Ge Yu-Xing, Xin Wen-Jun, Hu Neng-Wei, Zhang Tong, Xu Ji-Tian, Liu Xian-Guo
Pain Research Center, Department of Physiology, Zhongshan Medical School of Sun Yat-Sen University, Guangzhou, PR China.
Brain Res. 2006 Nov 6;1118(1):58-65. doi: 10.1016/j.brainres.2006.08.009. Epub 2006 Sep 1.
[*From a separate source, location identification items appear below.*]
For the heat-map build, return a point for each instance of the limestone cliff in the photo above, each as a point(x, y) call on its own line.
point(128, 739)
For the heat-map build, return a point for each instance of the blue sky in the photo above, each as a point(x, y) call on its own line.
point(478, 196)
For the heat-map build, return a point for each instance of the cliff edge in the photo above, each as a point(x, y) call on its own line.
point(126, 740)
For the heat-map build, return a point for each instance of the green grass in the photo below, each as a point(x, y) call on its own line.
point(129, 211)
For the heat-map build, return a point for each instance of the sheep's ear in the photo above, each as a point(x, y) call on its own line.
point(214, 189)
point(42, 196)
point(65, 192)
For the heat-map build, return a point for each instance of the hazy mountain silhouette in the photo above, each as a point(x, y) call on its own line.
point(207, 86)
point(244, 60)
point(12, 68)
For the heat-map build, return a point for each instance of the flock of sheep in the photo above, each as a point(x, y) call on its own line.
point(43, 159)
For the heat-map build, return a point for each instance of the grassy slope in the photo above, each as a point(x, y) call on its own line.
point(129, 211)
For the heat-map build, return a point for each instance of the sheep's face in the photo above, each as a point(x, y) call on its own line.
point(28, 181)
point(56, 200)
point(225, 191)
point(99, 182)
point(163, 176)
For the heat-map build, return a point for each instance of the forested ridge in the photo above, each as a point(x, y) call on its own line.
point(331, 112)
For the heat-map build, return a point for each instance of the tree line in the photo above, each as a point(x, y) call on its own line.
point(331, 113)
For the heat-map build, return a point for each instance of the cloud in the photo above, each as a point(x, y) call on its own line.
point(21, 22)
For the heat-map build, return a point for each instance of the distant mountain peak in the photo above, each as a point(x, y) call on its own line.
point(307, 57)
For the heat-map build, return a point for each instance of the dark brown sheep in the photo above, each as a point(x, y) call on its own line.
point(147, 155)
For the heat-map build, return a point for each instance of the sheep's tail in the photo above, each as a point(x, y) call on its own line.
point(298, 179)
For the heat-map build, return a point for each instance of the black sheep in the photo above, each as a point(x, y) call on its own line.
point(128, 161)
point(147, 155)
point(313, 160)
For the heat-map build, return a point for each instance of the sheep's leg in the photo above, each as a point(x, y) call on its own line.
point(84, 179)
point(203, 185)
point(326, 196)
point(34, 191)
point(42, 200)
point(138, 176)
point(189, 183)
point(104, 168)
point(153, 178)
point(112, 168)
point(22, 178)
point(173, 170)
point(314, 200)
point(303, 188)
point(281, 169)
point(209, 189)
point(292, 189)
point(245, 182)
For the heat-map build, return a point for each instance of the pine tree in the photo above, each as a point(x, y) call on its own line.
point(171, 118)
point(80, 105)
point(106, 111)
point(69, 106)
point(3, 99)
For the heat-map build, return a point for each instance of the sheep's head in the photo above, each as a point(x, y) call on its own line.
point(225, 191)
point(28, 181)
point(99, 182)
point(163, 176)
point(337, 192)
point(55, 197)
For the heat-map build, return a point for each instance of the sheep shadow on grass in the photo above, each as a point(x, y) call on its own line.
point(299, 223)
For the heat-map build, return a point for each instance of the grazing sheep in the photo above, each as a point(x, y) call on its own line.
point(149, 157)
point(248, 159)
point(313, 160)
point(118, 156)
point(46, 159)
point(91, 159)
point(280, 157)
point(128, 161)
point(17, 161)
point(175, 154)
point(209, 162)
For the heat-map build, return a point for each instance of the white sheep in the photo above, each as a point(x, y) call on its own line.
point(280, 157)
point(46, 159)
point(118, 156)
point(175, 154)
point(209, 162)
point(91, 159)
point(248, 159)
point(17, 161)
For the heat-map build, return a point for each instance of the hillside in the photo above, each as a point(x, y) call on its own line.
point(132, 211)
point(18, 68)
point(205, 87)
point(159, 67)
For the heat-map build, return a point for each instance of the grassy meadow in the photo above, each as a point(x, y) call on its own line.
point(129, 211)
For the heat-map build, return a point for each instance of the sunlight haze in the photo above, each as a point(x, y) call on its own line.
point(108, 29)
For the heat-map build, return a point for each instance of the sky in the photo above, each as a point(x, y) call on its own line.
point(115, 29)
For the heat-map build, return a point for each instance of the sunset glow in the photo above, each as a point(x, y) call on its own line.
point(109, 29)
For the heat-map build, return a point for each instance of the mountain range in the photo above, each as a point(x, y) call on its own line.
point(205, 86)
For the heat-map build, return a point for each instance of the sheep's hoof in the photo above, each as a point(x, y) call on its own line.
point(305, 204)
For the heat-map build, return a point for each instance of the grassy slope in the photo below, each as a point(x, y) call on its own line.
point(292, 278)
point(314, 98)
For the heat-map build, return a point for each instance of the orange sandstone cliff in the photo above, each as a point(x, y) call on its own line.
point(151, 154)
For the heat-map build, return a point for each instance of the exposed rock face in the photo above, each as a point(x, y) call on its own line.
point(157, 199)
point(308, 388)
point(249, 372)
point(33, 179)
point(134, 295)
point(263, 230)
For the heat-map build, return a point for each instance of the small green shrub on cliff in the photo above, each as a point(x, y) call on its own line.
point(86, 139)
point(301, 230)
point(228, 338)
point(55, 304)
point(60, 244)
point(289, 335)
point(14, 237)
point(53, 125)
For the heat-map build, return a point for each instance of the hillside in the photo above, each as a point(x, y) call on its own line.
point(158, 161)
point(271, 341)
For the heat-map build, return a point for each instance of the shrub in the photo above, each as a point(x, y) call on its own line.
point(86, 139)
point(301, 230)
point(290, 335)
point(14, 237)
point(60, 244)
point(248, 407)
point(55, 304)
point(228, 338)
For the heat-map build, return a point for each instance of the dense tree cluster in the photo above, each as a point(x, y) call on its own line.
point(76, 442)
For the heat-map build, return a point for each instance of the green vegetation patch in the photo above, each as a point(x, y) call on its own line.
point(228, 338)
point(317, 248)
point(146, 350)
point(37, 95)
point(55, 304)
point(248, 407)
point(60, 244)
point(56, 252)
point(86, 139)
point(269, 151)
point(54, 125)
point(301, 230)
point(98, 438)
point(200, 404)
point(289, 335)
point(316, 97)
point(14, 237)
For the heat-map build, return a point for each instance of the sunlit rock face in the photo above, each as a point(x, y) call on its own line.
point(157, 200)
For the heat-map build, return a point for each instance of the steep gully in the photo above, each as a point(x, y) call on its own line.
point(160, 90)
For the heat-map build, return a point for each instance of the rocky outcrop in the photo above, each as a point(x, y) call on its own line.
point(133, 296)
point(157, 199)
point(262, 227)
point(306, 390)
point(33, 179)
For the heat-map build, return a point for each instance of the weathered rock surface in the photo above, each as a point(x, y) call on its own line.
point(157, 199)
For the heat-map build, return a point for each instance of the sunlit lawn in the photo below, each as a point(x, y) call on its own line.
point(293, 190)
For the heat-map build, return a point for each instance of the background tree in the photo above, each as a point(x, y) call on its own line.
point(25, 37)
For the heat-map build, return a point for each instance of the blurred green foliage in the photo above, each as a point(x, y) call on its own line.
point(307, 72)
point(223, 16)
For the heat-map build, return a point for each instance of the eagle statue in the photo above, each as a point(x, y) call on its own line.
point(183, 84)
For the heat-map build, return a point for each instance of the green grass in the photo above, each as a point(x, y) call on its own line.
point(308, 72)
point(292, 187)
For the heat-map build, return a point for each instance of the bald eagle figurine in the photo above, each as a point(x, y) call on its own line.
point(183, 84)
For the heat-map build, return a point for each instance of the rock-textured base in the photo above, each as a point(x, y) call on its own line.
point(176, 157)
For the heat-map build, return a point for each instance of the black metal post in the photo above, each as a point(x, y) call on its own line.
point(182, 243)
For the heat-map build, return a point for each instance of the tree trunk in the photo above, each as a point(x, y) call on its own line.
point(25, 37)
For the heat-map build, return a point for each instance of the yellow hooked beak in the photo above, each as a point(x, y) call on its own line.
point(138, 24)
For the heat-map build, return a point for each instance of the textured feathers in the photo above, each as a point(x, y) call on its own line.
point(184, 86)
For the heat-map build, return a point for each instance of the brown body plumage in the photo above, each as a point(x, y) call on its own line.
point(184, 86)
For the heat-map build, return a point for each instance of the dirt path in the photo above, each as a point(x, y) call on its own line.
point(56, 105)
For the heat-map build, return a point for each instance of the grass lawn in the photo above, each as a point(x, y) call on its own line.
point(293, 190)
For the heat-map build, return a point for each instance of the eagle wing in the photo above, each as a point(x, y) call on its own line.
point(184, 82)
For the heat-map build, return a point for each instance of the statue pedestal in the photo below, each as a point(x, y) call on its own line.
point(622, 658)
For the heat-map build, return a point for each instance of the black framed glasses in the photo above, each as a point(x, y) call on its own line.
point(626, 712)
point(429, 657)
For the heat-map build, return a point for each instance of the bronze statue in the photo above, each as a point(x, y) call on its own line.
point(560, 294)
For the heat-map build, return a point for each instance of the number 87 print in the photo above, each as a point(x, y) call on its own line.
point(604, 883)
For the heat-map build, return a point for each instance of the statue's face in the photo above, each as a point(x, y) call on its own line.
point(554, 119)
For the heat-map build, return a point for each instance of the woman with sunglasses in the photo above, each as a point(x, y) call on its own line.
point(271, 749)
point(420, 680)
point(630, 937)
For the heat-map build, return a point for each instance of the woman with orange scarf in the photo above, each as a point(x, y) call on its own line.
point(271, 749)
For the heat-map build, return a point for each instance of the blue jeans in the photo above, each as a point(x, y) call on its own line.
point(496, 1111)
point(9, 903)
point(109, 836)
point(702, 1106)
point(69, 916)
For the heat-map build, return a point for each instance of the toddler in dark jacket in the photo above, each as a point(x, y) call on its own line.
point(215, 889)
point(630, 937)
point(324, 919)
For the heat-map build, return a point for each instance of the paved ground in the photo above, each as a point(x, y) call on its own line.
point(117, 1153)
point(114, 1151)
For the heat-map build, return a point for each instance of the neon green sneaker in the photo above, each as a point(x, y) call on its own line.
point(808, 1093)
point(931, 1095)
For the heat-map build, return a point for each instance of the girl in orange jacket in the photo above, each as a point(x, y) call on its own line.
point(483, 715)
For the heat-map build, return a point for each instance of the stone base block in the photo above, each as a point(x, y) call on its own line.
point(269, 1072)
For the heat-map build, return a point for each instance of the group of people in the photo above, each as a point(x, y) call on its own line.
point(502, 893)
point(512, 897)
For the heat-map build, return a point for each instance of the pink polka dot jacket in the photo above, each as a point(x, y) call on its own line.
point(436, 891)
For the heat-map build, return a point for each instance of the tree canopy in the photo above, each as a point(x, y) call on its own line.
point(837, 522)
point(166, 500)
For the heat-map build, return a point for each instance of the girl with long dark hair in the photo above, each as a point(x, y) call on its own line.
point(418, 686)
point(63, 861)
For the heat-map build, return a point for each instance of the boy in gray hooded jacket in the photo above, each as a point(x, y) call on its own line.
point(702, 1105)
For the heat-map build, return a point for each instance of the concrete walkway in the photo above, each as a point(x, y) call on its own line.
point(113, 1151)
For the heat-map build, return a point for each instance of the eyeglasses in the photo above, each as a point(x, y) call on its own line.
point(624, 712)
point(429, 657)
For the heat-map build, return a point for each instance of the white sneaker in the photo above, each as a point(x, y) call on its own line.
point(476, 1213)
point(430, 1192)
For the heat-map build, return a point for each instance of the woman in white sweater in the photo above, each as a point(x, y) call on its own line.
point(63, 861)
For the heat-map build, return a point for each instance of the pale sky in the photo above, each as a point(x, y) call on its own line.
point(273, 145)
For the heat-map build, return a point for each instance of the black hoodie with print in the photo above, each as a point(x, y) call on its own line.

Clonidine, a specific alpha2-adrenergic receptor agonist, has been found to be effective for the treatment of neuropathic pain, the mechanism underlying the effect is, however, not well understood. Here, the effect of clonidine on long-term potentiation (LTP) of C-fiber evoked field potentials in spinal dorsal horn, which is a synaptic model of injury-induced hyperalgesia, was investigated. LTP of C-fiber evoked field potentials was recorded in the superficial layers of spinal dorsal horn in anesthetized adult Sprague-Dawley rats. Clonidine and other substances were applied locally at the recording spinal segments before or after LTP induction by tetanic stimulation. We found that (1) Clonidine completely blocked LTP induction, when applied 30 min before tetanic stimulation and depressed spinal LTP, when applied 30 min and 3 h after LTP induction. (2) The inhibitory effect of clonidine on spinal LTP had two phases: a fast phase lasting for about 3.5 h and a slow phase persisting for the rest time of experiments (up to 8 h after drug). (3) Spinal clonidine at low dose (10.7 micro g/100 micro l) depressed spinal LTP but not C-fiber baseline response and at higher dose (107 micro g/100 micro l) depressed both of them. (4) Pretreatment with alpha2-adrenergic receptor antagonist yohimbine completely blocked the inhibitory effect of clonidine. (5) Pretreatment with muscarinic receptor antagonist atropine, nitric oxide synthesis inhibitor l-NNA or cGMP inhibitor ODQ depressed the fast phase inhibition significantly and abolished the slow phase inhibition completely. These results suggest that clonidine may exert analgesic effect by depressing the synaptic plasticity in spinal dorsal horn, via activation of muscarinic receptor-NO-cGMP pathway.
可乐定是一种特异性α2 - 肾上腺素能受体激动剂,已被发现对治疗神经性疼痛有效,但其作用机制尚不清楚。在此,研究了可乐定对脊髓背角C纤维诱发场电位长时程增强(LTP)的影响,LTP是损伤诱导性痛觉过敏的突触模型。在麻醉的成年Sprague-Dawley大鼠的脊髓背角浅层记录C纤维诱发场电位的LTP。在强直刺激诱导LTP之前或之后,将可乐定和其他物质局部应用于记录脊髓节段。我们发现:(1)在强直刺激前30分钟应用可乐定可完全阻断LTP诱导,在LTP诱导后30分钟和3小时应用则可抑制脊髓LTP。(2)可乐定对脊髓LTP的抑制作用有两个阶段:快速阶段持续约3.5小时,缓慢阶段持续至实验剩余时间(药物应用后长达8小时)。(3)低剂量(10.7μg/100μl)的脊髓可乐定可抑制脊髓LTP,但不影响C纤维基线反应,高剂量(107μg/100μl)则两者均抑制。(4)用α2 - 肾上腺素能受体拮抗剂育亨宾预处理可完全阻断可乐定的抑制作用。(5)用毒蕈碱受体拮抗剂阿托品、一氧化氮合成抑制剂L - NNA或cGMP抑制剂ODQ预处理可显著抑制快速阶段的抑制作用,并完全消除缓慢阶段的抑制作用。这些结果表明,可乐定可能通过激活毒蕈碱受体 - NO - cGMP途径抑制脊髓背角的突触可塑性,从而发挥镇痛作用。